De sterke toename van de vragen, zowel bij werkgevers als vakbonden, om geen stemming te organiseren, is opvallend. Al is de term ‘foefelakkoord’ ongelukkig gekozen. Ook vakbonden spreken liever over ‘akkoordbedrijven’. Zo’n akkoord is immers juridisch volledig in orde.
In de praktijk komt het erop neer dat er een collectieve arbeidsovereenkomst onderhandeld wordt die de regels vastlegt voor het sociaal overleg. Ook verschaft de cao duidelijkheid over het statuut van de vakbondsafgevaardigden.
De redenen om de sociale verkiezingen af te blazen zijn divers. Werkgevers zijn vaak vragende partij omdat ze opzien tegen de rompslomp en de kosten. Maar ook bij vakbonden groeit het pragmatisme. Dat gebeurt vooral in bedrijven waar het aantal kandidaten even groot of kleiner is als het aantal mandaten in de ondernemingsraad en/of het comité voor preventie en bescherming op het werk. Maar ook in bedrijven met meerdere vakbondslijsten worden er akkoorden afgesloten.

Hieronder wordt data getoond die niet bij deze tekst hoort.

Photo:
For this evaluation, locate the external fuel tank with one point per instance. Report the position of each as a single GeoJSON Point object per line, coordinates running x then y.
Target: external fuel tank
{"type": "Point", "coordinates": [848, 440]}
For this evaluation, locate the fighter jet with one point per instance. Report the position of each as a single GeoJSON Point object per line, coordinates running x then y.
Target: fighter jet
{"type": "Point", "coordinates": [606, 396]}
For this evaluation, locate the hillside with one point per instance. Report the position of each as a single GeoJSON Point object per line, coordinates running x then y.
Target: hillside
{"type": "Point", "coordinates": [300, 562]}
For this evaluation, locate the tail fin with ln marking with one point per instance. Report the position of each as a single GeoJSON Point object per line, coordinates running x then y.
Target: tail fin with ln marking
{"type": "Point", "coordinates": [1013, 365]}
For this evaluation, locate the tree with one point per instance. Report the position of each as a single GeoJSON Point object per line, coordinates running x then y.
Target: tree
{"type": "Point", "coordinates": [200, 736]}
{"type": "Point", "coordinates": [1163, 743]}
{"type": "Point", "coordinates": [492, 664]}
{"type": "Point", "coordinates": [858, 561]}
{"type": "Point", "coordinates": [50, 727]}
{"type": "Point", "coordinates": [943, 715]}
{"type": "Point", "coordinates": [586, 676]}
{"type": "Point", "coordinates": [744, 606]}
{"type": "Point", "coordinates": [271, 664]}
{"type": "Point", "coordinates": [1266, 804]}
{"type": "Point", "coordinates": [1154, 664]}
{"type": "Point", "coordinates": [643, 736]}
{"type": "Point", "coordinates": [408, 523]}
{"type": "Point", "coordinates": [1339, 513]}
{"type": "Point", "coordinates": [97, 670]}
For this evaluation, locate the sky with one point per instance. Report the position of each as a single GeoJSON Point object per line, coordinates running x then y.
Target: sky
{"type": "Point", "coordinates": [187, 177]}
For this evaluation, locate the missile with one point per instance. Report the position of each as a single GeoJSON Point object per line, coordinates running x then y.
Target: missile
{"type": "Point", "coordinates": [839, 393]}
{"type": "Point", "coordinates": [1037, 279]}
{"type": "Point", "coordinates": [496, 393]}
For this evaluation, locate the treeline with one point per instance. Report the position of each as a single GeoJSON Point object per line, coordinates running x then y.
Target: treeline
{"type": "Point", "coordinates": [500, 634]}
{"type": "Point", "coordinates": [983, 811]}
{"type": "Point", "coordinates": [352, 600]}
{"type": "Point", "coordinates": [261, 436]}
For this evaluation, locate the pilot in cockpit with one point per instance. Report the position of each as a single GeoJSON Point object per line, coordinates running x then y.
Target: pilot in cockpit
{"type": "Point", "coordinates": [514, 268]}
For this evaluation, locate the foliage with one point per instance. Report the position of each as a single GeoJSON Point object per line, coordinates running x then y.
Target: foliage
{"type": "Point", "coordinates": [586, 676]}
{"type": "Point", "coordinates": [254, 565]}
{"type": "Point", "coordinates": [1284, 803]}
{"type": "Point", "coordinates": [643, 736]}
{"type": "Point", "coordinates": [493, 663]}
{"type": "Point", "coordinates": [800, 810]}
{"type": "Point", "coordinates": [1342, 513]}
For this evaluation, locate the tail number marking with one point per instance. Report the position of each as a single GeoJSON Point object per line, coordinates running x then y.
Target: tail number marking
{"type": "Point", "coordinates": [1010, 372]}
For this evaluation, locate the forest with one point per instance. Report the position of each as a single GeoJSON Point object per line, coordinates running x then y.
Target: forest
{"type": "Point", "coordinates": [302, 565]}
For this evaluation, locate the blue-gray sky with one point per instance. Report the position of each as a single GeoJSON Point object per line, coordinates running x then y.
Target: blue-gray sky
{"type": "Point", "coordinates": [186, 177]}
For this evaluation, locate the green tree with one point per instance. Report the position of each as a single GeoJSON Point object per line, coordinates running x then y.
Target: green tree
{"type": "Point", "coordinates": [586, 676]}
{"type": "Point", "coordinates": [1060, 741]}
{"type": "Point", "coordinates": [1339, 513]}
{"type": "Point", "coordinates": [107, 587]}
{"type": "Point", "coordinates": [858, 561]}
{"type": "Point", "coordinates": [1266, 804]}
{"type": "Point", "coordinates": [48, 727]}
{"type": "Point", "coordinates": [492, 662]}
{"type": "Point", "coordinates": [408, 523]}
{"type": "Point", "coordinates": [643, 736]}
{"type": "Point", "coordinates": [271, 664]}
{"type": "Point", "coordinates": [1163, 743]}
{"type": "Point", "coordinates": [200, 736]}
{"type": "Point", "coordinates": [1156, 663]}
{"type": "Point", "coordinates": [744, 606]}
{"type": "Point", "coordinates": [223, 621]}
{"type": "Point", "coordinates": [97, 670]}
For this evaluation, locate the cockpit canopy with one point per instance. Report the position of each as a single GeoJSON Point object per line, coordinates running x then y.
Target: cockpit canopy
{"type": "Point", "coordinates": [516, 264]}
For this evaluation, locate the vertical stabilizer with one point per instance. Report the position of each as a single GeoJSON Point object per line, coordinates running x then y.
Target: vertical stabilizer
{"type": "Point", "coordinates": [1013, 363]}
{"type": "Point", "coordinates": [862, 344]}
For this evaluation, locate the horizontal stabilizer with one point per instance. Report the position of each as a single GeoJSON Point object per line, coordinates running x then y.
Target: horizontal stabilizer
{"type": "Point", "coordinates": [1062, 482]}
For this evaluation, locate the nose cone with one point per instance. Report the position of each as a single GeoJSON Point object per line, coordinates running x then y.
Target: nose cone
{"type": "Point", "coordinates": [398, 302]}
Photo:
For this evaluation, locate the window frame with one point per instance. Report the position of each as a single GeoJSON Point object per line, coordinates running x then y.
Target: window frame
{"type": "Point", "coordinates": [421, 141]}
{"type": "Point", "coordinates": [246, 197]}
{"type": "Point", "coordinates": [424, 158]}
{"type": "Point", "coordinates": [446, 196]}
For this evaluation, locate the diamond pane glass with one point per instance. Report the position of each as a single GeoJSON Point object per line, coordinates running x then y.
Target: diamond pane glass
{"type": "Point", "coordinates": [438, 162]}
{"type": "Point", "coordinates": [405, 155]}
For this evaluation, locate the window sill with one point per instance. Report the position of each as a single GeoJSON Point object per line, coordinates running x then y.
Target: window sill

In de bouwnijverheid hebben ook dit jaar vakbonden en werkgevers afgesproken dat er geen sociale verkiezingen worden georganiseerd in de Belgische bouwbedrijven. Het grote argument is dat door de zeer verspreide tewerkstelling van het personeel het zeer moeilijk is om sociale verkiezingen te organiseren.